Dalam rekaman yang diunggah oleh akun Instagram @info_loker_kediri, terlihat jelas ratusan karyawan berseragam putih dan merah marun, lengkap dengan logo Gudang Garam, tengah berkumpul di sebuah aula. Suasana pilu menyelimuti ruangan tersebut, dengan para pekerja saling berpelukan, seolah mengucapkan salam perpisahan.

Menanggapi berita yang beredar, Presiden Konfederasi Serikat Pekerja Indonesia (KSPI), Said Iqbal, menyatakan bahwa pihaknya sedang berusaha memverifikasi kebenaran informasi tersebut. “Kami baru saja menerima kabar mengenai PHK di PT Gudang Garam. Saat ini, kami sedang melakukan pengecekan lebih lanjut,” ungkapnya dalam keterangan tertulis pada hari yang sama.

Iqbal menambahkan, jika kabar tersebut terkonfirmasi, PHK massal ini menjadi indikasi kuat tekanan berat yang tengah mendera industri rokok nasional. Dampaknya pun diperkirakan akan meluas ke berbagai sektor terkait, mulai dari buruh tembakau, pekerja logistik, sopir, pedagang kecil, hingga para pemilik rumah kontrakan. “Potensi kehilangan pekerjaan bisa mencapai ratusan ribu buruh,” tegasnya.

Melihat potensi dampak yang begitu besar, Iqbal mendesak pemerintah pusat dan daerah untuk segera turun tangan mencari solusi terbaik. “Industri rokok nasional harus diselamatkan, namun kampanye kesehatan juga harus tetap menjadi prioritas,” imbuhnya.

Sayangnya, hingga berita ini diturunkan, pihak manajemen Gudang Garam belum memberikan pernyataan resmi terkait isu PHK ini. Tempo telah berupaya menghubungi Corporate Communication Manager PT Gudang Garam Tbk, Fitriani Y. Wardhani, namun belum mendapatkan respons.

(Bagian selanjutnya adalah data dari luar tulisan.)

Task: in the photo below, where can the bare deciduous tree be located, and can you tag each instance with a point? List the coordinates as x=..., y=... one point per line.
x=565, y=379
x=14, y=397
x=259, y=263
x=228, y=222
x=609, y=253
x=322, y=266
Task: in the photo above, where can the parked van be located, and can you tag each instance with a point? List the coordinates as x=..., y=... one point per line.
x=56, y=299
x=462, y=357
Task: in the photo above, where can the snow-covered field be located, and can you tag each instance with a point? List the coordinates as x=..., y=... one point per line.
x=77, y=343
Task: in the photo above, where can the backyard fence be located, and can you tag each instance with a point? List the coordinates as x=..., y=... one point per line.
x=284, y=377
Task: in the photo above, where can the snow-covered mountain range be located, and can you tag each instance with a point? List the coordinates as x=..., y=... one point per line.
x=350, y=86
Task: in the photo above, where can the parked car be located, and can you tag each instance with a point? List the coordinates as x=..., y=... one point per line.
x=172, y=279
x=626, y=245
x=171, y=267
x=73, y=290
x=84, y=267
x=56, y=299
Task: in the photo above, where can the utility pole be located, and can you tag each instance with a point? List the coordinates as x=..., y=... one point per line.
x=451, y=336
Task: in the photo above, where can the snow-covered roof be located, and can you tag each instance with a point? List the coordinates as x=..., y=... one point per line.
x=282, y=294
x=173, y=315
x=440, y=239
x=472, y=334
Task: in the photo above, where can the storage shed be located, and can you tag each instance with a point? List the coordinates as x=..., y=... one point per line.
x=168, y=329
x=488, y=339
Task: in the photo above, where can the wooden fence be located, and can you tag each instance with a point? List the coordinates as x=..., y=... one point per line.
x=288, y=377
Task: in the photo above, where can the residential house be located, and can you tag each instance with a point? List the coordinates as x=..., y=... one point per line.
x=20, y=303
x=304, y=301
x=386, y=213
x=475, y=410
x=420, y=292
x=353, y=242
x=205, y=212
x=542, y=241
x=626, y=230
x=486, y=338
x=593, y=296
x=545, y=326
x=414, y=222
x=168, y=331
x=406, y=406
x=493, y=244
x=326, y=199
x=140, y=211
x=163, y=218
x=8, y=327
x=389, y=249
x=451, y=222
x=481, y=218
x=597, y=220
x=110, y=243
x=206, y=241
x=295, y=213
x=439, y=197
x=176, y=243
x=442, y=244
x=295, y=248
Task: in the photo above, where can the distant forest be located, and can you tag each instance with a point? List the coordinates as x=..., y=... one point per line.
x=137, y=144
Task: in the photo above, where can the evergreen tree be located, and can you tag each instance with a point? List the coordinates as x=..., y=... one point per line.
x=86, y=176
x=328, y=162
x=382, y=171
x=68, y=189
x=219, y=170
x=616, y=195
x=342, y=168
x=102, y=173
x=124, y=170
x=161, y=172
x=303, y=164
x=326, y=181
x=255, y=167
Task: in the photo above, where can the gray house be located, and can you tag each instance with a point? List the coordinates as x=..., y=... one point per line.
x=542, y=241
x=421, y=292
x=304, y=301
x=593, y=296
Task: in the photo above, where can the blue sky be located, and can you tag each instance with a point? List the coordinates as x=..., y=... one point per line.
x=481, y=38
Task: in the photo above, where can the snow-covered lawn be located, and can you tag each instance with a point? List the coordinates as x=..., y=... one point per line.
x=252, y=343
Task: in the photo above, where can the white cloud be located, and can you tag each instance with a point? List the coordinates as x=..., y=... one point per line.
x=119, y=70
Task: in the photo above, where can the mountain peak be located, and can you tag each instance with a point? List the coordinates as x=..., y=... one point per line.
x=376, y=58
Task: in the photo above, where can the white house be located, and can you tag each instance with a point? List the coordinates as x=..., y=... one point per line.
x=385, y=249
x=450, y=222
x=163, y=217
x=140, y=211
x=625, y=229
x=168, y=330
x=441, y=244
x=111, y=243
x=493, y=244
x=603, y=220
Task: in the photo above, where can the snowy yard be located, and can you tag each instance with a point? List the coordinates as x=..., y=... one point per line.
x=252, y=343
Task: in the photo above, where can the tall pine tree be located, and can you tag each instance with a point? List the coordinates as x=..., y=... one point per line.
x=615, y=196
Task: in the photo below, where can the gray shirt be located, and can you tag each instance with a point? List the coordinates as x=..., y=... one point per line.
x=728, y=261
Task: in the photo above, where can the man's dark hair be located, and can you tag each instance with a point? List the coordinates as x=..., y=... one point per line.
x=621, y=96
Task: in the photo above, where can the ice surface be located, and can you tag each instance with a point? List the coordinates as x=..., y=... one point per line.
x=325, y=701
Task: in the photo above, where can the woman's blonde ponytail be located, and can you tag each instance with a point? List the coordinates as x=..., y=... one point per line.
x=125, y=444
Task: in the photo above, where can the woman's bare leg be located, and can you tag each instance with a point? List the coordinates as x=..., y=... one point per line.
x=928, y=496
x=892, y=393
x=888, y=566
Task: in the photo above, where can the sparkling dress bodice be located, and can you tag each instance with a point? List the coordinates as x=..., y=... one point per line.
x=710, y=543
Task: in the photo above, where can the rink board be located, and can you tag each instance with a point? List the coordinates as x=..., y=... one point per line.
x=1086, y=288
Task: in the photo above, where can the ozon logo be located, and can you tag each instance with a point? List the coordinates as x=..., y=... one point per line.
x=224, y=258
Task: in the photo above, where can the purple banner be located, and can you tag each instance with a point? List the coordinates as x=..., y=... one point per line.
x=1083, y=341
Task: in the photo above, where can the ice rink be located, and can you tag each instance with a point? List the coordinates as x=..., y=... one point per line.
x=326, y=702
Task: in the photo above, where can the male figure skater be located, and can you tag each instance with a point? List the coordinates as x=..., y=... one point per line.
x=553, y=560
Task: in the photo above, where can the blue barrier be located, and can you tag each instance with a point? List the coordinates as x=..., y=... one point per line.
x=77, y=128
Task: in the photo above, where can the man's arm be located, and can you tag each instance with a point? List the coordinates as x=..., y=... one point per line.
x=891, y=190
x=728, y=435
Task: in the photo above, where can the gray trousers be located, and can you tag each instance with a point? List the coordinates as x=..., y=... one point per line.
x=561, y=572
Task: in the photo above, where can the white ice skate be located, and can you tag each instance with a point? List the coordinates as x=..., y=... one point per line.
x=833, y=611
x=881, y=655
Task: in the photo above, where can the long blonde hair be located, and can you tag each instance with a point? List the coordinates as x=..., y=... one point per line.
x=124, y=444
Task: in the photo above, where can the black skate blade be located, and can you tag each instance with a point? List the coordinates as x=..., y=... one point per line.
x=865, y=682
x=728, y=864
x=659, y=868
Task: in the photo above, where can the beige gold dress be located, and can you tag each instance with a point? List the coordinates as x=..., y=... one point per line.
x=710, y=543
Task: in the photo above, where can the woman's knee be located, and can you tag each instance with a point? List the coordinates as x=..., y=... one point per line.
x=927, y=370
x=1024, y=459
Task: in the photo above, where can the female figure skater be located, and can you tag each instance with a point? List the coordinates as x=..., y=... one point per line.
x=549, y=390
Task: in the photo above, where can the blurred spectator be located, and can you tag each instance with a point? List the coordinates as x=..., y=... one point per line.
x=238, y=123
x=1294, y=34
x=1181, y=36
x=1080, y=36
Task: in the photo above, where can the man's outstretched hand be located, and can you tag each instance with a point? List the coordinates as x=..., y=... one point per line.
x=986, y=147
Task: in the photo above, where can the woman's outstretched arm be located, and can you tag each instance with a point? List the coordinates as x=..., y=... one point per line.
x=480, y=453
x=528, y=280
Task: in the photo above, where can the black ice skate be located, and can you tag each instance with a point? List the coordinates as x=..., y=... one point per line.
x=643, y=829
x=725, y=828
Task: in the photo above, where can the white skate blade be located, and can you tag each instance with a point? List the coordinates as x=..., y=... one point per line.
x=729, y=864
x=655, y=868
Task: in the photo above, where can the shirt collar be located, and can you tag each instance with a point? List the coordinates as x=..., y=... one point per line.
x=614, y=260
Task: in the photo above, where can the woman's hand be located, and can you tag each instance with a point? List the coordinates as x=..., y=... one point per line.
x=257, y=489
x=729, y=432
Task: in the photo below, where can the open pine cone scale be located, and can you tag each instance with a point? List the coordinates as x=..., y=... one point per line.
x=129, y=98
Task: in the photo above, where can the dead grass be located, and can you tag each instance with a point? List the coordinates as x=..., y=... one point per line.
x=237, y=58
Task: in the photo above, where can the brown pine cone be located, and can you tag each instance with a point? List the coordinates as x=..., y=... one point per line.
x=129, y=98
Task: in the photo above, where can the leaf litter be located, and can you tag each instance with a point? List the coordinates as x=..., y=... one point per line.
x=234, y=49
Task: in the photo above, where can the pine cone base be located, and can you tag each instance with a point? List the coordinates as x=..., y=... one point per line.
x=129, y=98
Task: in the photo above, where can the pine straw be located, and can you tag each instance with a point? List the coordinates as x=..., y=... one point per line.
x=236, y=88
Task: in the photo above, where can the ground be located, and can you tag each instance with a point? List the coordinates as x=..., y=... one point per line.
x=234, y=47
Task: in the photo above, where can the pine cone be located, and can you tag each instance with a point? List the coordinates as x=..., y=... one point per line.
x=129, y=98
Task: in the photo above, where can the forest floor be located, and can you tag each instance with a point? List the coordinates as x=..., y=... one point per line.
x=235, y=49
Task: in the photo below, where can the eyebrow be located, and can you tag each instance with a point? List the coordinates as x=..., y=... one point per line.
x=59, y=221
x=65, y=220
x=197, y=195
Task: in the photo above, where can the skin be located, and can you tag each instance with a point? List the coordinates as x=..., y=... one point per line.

Kilasan Balik: Perjalanan Panjang Gudang Garam

PT Gudang Garam, sebuah nama yang begitu melekat di benak masyarakat Indonesia, memulai perjalanannya dari sebuah usaha rumahan sederhana pada tahun 1956 di Kediri, Jawa Timur. Pendirinya, Tjoa Ing-Hwie, yang kemudian lebih dikenal dengan nama Surya Wonowidjojo, memulai produksi kretek dengan merek Inghwie di atas lahan seluas 1.000 meter persegi, dibantu oleh 50 orang pekerja.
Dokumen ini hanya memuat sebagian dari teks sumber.